Le FAI coupe le cordon
Le FAI, qui gère le football en République d’Irlande, avait initialement soutenu Infantino avant la polémique post-Coupe du monde. Ce soutien appartient désormais au passé.
« À la suite d’une réunion du conseil d’administration du FAI, la décision a été prise de retirer la lettre de soutien que l’Association avait fournie plus tôt cette année », a confirmé l’instance. Le FAI a déjà écrit à la Fifa pour détailler sa position.
Le ton reste poli, mais le message est tranchant. L’Association dit être « reconnaissante » de l’appui financier et structurel de la Fifa au football irlandais, mais pointe désormais des « préoccupations significatives » sur la gouvernance, la transparence et l’absence de véritable consultation.
Le rappel est lourd de sens quand on connaît les propres déboires du FAI ces dernières années. L’instance insiste sur son « obligation particulière » de défendre et d’appliquer les meilleures pratiques en matière de gouvernance. Autrement dit : après avoir dû nettoyer devant sa propre porte, elle ne veut plus fermer les yeux sur ce qui se passe au sommet du football mondial.
Belfast ne rompt pas, mais se positionne
En Irlande du Nord, le ton est plus mesuré, mais la direction est la même. L’Irish Football Association n’a pas, à ce stade, officiellement retiré son soutien à Infantino. Elle reconnaît toutefois les « préoccupations plus larges » qui agitent le milieu du football et se cale sur la ligne de l’Uefa.
« Nous prenons nos responsabilités en tant que membre de l’Uefa et de la Fifa très au sérieux », a déclaré un porte-parole de l’IFA. « Nous soutenons la position actuelle de l’Uefa sur ce dossier et continuerons à nous engager de manière constructive sur les questions de gouvernance du football. »
Le message est clair : Belfast ne veut pas être en marge du front européen. L’IFA assure suivre de près « les récents développements » et les inquiétudes qui montent dans la communauté du football, et promet d’examiner ces sujets « avec attention », via les structures et canaux de gouvernance appropriés. Pour l’instant, elle se tait sur la suite : « À ce stade, nous n’avons pas d’autre commentaire. »

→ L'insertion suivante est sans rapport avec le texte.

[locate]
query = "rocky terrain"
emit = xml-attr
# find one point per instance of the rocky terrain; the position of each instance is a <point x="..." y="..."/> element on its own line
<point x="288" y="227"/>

Un quatrième mandat en péril
Avec le FAI qui se retire, la FA et la Fédération galloise déjà dans le camp opposé, et l’IFA qui se range derrière l’Uefa, le soutien d’Infantino en Europe se fissure un peu plus. La tentative avortée de privatiser une partie des revenus commerciaux de la Fifa n’a pas seulement déclenché une crise de confiance. Elle pose désormais une question brutale : jusqu’où les associations membres accepteront-elles de suivre un président qu’elles accusent, noir sur blanc, d’avoir rompu la confiance ?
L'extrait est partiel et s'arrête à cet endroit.